New York County’s District Attorney Cyrus Vance fares no better. In the third case, Trump v. Vance, he makes many arguments as follows, which do not apply to this situation: (1) Presidents can be subpoenaed as witnesses, but President Donald Trump is clearly a target of the investigation; (2) presidents can be sued for private civil harms in federal court, but Vance seeks documents for a public harm in a criminal case in state court; (3) courts can – per Supreme Court authority – trust U.S. attorneys to pursue cases in the public interest, but that does not apply to every county district attorney, many of whom have launched politically motivated attacks; (4) federalism protects state and local actions within the historic powers of those levels of government, but the protected field is the federal field (prosecuting presidents) not a state or local one (prosecutions generally), and that federal field has no history of state and local activity; and (5) government is entitled to a “presumption of regularity,” but this is no ordinary case, and several facets of the case raise troubling questions. In short, if Vance thinks that the president committed a crime, he needs to wait until the president leaves office to pursue it. Otherwise, every future president could face prosecutions and subpoenas from disaffected corners of the country.
The House subpoenas lack a legislative purpose
If Congress has the implied power to subpoena the executive branch, that power is implied from Congress’ power to legislate.
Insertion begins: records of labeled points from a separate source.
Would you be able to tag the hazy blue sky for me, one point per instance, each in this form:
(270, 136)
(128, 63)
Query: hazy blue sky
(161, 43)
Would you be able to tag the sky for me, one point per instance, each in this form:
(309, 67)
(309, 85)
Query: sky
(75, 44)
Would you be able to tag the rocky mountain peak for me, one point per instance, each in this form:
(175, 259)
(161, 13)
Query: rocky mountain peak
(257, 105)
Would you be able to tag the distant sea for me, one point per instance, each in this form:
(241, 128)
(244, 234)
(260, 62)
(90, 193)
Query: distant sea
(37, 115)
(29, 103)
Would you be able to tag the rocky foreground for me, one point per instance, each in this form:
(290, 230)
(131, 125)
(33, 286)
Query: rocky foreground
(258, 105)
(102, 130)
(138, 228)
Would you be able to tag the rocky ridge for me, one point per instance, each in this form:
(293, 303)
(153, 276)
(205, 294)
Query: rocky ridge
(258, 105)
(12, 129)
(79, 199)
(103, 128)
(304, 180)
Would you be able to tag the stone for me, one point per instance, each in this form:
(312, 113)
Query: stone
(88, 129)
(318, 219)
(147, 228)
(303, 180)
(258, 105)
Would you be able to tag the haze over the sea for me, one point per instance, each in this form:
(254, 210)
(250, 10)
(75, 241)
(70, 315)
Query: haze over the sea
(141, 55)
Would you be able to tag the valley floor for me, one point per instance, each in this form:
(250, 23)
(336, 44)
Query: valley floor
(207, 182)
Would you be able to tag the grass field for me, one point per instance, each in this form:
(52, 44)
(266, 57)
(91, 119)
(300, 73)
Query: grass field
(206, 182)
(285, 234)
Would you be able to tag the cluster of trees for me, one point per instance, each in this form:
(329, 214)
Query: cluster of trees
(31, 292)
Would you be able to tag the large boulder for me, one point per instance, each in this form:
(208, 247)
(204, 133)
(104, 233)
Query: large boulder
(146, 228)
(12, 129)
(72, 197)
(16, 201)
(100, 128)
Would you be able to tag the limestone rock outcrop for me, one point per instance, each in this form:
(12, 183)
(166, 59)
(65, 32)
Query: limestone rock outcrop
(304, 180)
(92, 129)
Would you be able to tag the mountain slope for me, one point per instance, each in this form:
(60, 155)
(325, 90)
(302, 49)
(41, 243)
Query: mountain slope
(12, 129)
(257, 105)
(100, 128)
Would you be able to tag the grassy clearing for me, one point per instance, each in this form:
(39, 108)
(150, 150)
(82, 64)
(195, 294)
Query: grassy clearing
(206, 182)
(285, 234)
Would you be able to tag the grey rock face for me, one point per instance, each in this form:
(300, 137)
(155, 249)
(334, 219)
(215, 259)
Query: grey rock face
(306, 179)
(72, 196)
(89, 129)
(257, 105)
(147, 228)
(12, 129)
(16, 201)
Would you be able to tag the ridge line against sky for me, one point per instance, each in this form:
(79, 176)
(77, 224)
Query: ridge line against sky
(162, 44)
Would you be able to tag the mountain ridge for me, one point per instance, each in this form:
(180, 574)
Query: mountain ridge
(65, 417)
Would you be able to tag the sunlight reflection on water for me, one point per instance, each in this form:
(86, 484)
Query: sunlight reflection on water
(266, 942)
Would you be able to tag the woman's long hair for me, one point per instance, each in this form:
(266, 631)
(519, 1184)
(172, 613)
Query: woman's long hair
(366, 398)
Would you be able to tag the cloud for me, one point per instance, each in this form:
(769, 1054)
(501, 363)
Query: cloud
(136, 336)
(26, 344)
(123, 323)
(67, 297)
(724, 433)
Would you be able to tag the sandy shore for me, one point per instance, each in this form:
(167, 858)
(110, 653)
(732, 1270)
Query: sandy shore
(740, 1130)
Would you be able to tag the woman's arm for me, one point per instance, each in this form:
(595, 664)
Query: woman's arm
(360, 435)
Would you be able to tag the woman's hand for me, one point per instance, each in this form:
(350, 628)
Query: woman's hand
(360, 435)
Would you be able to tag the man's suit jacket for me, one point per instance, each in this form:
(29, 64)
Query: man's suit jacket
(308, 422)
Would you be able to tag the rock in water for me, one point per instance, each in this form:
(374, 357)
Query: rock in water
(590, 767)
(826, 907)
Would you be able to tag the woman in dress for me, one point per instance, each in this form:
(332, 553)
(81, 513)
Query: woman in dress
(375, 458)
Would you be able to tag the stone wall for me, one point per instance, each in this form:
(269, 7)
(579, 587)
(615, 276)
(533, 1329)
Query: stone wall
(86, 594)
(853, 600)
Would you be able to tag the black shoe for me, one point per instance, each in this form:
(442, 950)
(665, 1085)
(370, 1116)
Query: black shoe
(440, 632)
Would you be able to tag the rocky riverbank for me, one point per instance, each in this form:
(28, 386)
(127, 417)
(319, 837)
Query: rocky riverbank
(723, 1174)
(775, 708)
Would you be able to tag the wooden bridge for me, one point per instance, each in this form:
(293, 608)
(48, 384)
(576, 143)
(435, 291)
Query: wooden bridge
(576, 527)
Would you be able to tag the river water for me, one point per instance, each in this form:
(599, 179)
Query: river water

This means that Congress cannot use its implied subpoena power for other purposes, such as law enforcement or – potentially – opposition research. As Chief Justice John Roberts held in Department of Commerce v. New York, quoting the eminent Judge Henry Friendly, for whom he clerked, the court is “‘not required to exhibit a naiveté from which ordinary citizens are free.’” These subpoenas appear to have nothing to do with legislation, beyond a pretext. And maybe not even that.
The Supreme Court should withdraw the federal judiciary from these inter-branch fights
Finally, Eagle Forum ELDF’s brief also suggests that the court deem such inter-branch subpoenas unenforceable in federal court. The legal doctrine under which the court would essentially recuse itself is known as the “political question” doctrine. Under this doctrine, federal courts dismiss suits for lack of jurisdiction under Article III of the Constitution, which defines and limits the federal judicial power. Eagle Forum ELDF does not suggest dismissing the president’s suits to quash the subpoenas; instead, Eagle Forum ELDF suggests that the court should rule for the president because the subpoenas are unenforceable.
The alternative – to allow a mere committee of one chamber of Congress to harass a president – will neither end well nor end here. A precedent that allows intrusive investigations would weaken the presidency and the nation.